Amit, on the other hand, was beaten and given electric shocks by wildlife warden Komal Singh, range officers Vinay Rathi and Pramod Dhyani. They forced him to give his thumb impression on a blank paper. It was later used in a fabricated statement, which showed his involvement in poaching activity. On March 30, Amit was again sent to judicial custody on charges of illegal entry in the forest area. “The officials tried to delay and misguide the probe by giving contradictory statements and sometimes refusing to show up for inquiry,” the report states.

Quid pro quo

In what the poachers saw quick cash, forest officials spotted a solution to the maneater menace. Since 2014, leopards have killed more than 20 people and injured at least 11. The report states that the authorities had failed to identify the man-eating leopard and therefore, turned a blind eye to poaching activities.

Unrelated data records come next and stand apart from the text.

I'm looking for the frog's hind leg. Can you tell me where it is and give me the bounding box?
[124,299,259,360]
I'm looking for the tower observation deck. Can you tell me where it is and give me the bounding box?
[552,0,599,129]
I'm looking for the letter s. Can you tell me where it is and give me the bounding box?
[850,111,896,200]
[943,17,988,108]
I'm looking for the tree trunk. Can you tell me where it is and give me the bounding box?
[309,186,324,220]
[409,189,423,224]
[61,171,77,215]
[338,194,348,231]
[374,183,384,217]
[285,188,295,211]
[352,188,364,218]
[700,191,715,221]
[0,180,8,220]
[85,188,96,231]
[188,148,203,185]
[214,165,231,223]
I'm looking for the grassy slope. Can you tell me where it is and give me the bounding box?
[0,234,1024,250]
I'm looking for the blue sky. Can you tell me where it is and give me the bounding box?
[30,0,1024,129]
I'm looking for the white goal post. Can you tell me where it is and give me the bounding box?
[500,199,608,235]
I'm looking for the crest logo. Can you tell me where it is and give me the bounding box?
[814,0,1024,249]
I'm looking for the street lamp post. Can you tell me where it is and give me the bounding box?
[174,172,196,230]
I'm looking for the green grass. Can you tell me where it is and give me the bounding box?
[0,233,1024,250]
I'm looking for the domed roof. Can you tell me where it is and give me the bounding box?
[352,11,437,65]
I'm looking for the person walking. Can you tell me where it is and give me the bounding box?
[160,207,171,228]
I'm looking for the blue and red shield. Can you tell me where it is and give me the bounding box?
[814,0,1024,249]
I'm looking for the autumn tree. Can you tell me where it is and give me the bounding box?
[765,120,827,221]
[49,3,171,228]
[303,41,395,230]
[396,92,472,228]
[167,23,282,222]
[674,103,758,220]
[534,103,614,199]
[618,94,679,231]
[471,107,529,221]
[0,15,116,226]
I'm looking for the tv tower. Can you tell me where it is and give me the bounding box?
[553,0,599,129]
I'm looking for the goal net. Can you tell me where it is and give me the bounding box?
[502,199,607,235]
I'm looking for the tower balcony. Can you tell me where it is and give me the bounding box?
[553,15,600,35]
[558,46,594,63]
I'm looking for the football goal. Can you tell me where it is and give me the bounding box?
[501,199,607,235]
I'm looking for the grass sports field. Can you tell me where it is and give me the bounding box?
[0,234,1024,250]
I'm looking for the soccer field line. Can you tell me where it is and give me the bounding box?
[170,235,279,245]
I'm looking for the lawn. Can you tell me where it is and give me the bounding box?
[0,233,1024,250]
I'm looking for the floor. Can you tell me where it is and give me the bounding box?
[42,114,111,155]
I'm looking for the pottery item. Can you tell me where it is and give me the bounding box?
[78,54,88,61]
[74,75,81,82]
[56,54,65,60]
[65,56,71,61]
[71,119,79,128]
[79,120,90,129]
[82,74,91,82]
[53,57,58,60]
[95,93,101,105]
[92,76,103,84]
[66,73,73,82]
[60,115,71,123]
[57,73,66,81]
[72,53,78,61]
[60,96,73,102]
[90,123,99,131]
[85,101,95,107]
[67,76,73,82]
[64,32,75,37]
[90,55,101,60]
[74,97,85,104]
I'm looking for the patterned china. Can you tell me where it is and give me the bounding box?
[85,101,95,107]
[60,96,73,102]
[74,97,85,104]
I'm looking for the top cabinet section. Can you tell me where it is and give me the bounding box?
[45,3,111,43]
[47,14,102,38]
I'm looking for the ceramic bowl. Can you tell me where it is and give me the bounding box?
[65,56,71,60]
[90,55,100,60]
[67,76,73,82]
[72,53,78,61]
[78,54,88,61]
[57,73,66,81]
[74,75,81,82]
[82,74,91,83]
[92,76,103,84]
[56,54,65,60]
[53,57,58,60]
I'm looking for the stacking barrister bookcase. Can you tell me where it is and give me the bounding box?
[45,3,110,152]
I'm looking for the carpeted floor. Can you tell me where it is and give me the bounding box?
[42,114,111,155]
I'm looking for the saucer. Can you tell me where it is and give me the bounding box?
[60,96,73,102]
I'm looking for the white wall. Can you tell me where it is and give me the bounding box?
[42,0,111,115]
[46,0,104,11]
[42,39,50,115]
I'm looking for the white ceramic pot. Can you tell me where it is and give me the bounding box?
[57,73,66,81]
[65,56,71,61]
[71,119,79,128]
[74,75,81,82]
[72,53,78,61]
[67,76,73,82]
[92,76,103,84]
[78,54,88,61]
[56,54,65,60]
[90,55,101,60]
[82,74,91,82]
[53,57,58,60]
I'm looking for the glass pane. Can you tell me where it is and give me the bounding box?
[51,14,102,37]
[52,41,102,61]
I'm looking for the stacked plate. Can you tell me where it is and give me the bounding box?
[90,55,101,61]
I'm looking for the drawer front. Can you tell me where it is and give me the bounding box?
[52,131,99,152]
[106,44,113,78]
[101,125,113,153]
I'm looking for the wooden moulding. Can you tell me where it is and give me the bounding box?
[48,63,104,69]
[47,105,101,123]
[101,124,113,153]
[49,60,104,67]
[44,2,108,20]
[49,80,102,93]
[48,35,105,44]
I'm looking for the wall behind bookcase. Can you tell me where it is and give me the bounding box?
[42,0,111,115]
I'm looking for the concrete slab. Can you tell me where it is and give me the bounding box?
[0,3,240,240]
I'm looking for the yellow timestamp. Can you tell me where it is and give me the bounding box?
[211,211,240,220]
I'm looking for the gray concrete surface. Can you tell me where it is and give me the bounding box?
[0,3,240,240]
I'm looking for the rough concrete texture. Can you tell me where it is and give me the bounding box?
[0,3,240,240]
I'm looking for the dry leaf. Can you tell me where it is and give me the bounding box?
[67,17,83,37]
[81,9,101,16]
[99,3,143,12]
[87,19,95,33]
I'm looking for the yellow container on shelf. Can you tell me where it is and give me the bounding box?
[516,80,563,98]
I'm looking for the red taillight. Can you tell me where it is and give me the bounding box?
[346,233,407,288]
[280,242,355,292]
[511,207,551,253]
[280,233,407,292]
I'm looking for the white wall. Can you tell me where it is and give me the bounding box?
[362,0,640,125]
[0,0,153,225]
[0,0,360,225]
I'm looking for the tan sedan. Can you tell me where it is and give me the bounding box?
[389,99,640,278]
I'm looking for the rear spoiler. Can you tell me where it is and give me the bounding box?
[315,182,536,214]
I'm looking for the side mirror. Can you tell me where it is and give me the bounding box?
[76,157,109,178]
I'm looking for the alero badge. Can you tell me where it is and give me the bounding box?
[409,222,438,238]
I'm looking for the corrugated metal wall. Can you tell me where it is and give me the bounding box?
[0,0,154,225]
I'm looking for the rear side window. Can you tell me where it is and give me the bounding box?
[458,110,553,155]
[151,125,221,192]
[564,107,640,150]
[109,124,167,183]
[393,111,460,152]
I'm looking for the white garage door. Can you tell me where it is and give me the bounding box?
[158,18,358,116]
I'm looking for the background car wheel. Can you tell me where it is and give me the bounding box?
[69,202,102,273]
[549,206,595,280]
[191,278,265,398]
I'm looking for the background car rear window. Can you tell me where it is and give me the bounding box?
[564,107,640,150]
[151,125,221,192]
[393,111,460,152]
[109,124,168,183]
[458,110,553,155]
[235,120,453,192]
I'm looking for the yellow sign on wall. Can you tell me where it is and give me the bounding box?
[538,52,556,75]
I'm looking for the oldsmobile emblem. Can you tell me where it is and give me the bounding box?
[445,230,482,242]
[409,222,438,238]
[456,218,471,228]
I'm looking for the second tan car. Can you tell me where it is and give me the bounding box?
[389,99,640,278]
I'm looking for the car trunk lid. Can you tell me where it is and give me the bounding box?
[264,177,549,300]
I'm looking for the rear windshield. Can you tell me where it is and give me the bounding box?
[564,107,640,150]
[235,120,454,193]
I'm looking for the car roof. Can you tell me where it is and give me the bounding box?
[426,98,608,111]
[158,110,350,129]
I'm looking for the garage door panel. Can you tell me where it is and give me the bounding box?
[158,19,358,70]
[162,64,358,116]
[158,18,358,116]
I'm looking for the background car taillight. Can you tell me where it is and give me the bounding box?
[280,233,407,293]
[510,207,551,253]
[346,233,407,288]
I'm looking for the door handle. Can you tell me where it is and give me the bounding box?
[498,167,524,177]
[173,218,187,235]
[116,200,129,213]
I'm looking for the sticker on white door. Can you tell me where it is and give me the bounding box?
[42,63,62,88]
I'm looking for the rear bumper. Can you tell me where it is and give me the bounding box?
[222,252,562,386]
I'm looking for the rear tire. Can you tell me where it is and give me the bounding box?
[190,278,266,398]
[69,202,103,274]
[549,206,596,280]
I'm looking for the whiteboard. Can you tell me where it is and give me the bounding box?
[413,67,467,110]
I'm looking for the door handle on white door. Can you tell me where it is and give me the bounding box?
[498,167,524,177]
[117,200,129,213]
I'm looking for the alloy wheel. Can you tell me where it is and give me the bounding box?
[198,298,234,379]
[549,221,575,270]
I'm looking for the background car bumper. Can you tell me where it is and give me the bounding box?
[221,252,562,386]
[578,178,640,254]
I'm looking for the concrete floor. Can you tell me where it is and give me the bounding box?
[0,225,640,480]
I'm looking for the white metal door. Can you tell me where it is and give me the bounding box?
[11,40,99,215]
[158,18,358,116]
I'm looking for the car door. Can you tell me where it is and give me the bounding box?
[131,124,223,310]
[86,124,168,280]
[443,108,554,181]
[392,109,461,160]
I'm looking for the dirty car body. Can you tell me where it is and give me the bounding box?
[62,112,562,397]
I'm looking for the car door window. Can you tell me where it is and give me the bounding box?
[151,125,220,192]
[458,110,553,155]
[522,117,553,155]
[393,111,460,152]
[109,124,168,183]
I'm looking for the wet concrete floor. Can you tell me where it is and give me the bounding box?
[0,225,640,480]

The report states that Rawat allowed Nareshnath to flee and then reported that he had escaped while being chased in Bhaniyawala, Dehradun on March 21. Rawat’s phone call records show that he did not go to Bhaniyawala at all that day.

Their unholy nexus was based on a convenient quid pro quo—poachers make money as they kill protected animals and reduce the instances of human-wildlife conflicts, while officials stay quiet and do not charge them with the crime.

Now, despite the 500-plus page report with evidence and charges against senior officials, no action has been taken. “The person appointed as the investigating officer after me is on deputation, so no one is heading the investigation currently,” says Chandran. The poachers have been arrested, but the question is: Will the swift hands of justice reach the Rajaji Park authorities?